Stratified dataloader for imbalanced data

jasperhyp · June 22, 2022, 4:44pm

Hi,

I reviewed previous posts on this topic and found that most answers seem to aim for building a balanced batch instead of keeping the original class distribution, e.g. this one and that one. It seems this might not be a very good practice because oversampling the innately imbalanced distributions might create a bias. I was just wondering if there is a functionality similar to the “stratify” option in sklearn.model_selection.train_test_split, where the class distribution is kept in each stratum, i.e. batch.

Please feel free to comment on this argument & question!
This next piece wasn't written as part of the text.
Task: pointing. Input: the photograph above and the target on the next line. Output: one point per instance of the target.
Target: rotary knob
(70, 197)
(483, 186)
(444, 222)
nivek · June 22, 2022, 6:41pm

If I am understanding correctly, you want to preserve the original class distribution. If you want each batch to approximately preserve the original distribution, RandomSampler should be helpful (or random_split to split a dataset into two). Since those are random, the distribution will not be exact across batches/datasets but should approximately be.

If you want each batch to have the exact distribution, you can consider writing your own Sampler or use the sklearn function.

Let me know if that is helpful. If not, you can provide some minimal code snippets (or sample data distribution) that you are working with, and we can have a look.

jasperhyp · June 22, 2022, 6:50pm

Thanks! I think that what I want is just ensuring each batch having the random probability and at least 1 minority sample. Would write a simple class to realize this.